玉敏郡主本就与太子亲近一些,自然将他视为敌人。“那窦银霜是四皇子的表妹,你自然是要维护她了!”
皇甫曜面色一沉,喝道:“我只是说出事实而已,这木牌是真是假一看便知。”
说着,他就要上前去查看大公主手里的木牌。
大公主一时愣住,没反应过来,那木牌就已经到了皇甫曜的手里。
只是轻轻地一捏,那木牌就碎了一地。“威廉将军府的木牌,怎会如此不堪一击。显然,这根本就是有人仿制的。
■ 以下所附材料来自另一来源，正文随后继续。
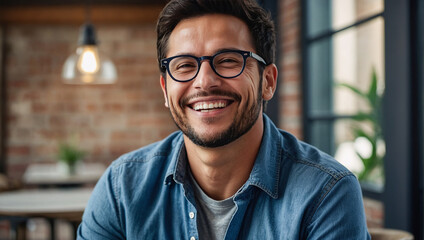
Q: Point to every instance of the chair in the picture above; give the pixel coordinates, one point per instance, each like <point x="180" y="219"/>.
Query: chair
<point x="389" y="234"/>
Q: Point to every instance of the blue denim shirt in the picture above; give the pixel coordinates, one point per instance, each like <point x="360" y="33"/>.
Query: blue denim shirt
<point x="294" y="192"/>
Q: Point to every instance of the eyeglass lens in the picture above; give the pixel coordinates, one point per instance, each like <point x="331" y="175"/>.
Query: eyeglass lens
<point x="227" y="64"/>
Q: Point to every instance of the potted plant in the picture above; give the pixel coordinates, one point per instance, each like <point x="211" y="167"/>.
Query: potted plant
<point x="69" y="154"/>
<point x="367" y="125"/>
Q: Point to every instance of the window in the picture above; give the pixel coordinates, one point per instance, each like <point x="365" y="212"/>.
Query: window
<point x="343" y="44"/>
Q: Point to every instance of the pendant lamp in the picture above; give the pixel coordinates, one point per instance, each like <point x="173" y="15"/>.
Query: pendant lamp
<point x="88" y="65"/>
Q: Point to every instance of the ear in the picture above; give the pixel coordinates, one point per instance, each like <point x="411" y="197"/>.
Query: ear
<point x="165" y="93"/>
<point x="269" y="83"/>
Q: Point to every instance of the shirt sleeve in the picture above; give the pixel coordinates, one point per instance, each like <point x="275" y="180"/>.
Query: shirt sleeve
<point x="101" y="216"/>
<point x="339" y="213"/>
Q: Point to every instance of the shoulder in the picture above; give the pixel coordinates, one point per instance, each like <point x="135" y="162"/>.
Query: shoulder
<point x="163" y="148"/>
<point x="307" y="157"/>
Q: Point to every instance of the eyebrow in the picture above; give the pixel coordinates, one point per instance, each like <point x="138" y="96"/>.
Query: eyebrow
<point x="217" y="51"/>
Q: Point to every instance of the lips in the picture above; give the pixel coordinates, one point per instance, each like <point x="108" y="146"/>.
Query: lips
<point x="206" y="106"/>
”
玉敏见他毁了证物,顿时气得直跳脚。“皇甫曜,你这是私毁证物。你这般目空一切,到底将姑母放在何处?”
皇甫曜微微一屈身,向大公主赔罪道:“侄儿急着想要证明隐霜与此事无关,不小心弄坏了木牌,还请姑母恕罪!”
大公主瞥了他一眼,有些为难起来。
其实,她心里早就有数了,只不过在想如何处理此事罢了。如今这唯一的证据被毁,她就算想要追究也难了。
这个侄儿,她一直看不懂。若说他对皇位没有野心,她不会相信。毕竟德贵妃有协理六宫之权,窦家又有太后和威廉将军府撑腰,他背后的势力不可小觑。但这些年来,他一直表现的中规中矩,从未对太子大哥有过不敬。虽然个性冷了一些,但长年征战在外,也为天逸立下了汗马功劳。拥有这么多的优势,他却丝毫没有嚣张跋扈不可一世,低调的简直令人不敢置信。
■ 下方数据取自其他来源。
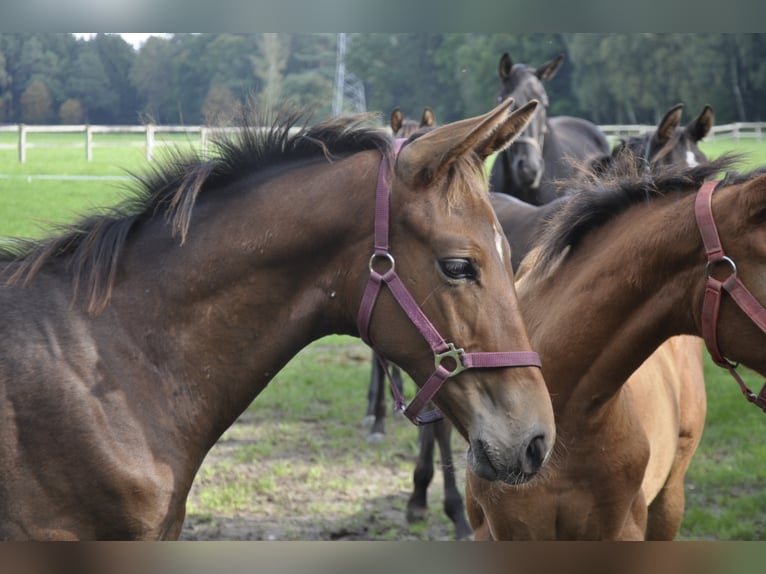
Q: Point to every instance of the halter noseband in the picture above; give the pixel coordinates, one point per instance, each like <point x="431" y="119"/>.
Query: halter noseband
<point x="714" y="289"/>
<point x="441" y="349"/>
今日他出手毁了证物,就是想要维护窦银霜。可见,他又不是完全不在乎母族的荣誉。这孩子,真的令人看不透。
就在事情陷入僵局之时,突然有两个侍卫架着一个被打的浑身的男子走了过来。“参见公主殿下。此人刚才鬼鬼祟祟的在门口探望,属下觉得可疑,便将此人带了过来,听候公主殿下发落。”
“哦~”大公主瞄了那男子一眼,淡淡的问道:“你是何人?为何要在门外偷窥?还不从实招来!”
跪在地上的燕儿循声望去,眼睛不由得瞪大。“启禀公主殿下,奴婢认识此人。他就是给奴婢银子的人呐…”
那男子浑身疼的直冒冷汗,一双眼在人群中搜索着。当皇甫曜的身影落入他的眼帘时,他顿时找到生的希望。“四皇子,您救救奴才吧。奴才是将军府守门的,殿下您不认识奴才了吗?”
他这一开口,顿时坐实了窦银霜指使大公主身边的侍女,意图陷害长乐侯嫡女,当真是胆大包天啊!
“真的是窦小姐做的啊?她也小肚鸡肠了一些吧…不就是被人抢了风头么,至于出这样的损招嘛…”
“这也太胆大了,居然连大公主身边的人也敢收买…”
“那位君小姐还真是无辜,若是这事成了,她岂不是要背一辈子的黑锅,一辈子抬不起头来做人?”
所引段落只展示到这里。